In markets, sellers set up booths for their wares. They sold grain for making oatmeal or for sowing one's own ground. Wine, butter, cheese, fish, chicken, and candles could also be bought. Butchers bought killed sheep, lambs, calves, and pigs to cut up for selling. Tanned leather was sold to girdle-makers and shoemakers. Goods bought in markets were presumed not to be stolen, so that a purchaser could not be dispossessed of goods bought unless he had knowledge that they were stolen.

The ruling group of the towns came to be composed mostly of merchants, manufacturers, lawyers, and physicians. Some townswomen were independent traders. The governed class contained small master craftsmen and journeyman artisans, small traders, and dependent servants. The major streets of London were paved with stone, with a channel in the middle. More water conduits from hills, heaths, and springs were built to provide the citizens of London with more water.

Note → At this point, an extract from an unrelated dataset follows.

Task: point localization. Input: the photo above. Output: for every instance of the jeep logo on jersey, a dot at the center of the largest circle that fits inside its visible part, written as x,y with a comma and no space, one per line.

The idea of competition appeared. Each man sought to be richer than his neighbors.

The cloth, mining, iron, and woodcraft industries employed full-time workers on wages.

Land held in common was partitioned. There were leases of mansion houses, smaller dwelling houses, houses with a wharf having a crane, houses with a timber yard, houses with a garden, houses with a shed, shops, warehouses, cellars, and stables. Land with a dye-house or a brew-house were devised by will along with their dying or brewing implements. There were dairies making butter and cheese.

The knights had 70% of the land, the nobles 10%, the church 10%, and the King 5%.

Citizens paid taxes to the King amounting to one tenth of their annual income from land or wages. The national government was much centralized and had full- time workers on wages. A national commission of sewers continually surveyed walls, ditches, banks, gutters, sewers, ponds, bridges, rivers, streams, mills, locks, trenches, fish-breeding ponds, and flood-gates. When low places were threatened with flooding, it hired laborers, bought timber, and hired carts with horses or oxen for necessary work. Mayors of cities repaired water conduits and pipes under the ground in their cities.

The organ and harp, precursor to the piano, were played.

All people generally had enough food because of the commercialization of agriculture. Also, roads were good enough for the transport of foodstuffs thereon. Four-wheeled waggons were in general use as well as two-wheeled carts. They were used for carrying people as well as goods. Goods were also transported by the pulling of barges on the rivers from paths along the river. A plough with wheels was used as well as those without.

The matchlock musket came into use, but did not replace the bow because rainy weather made it unusable.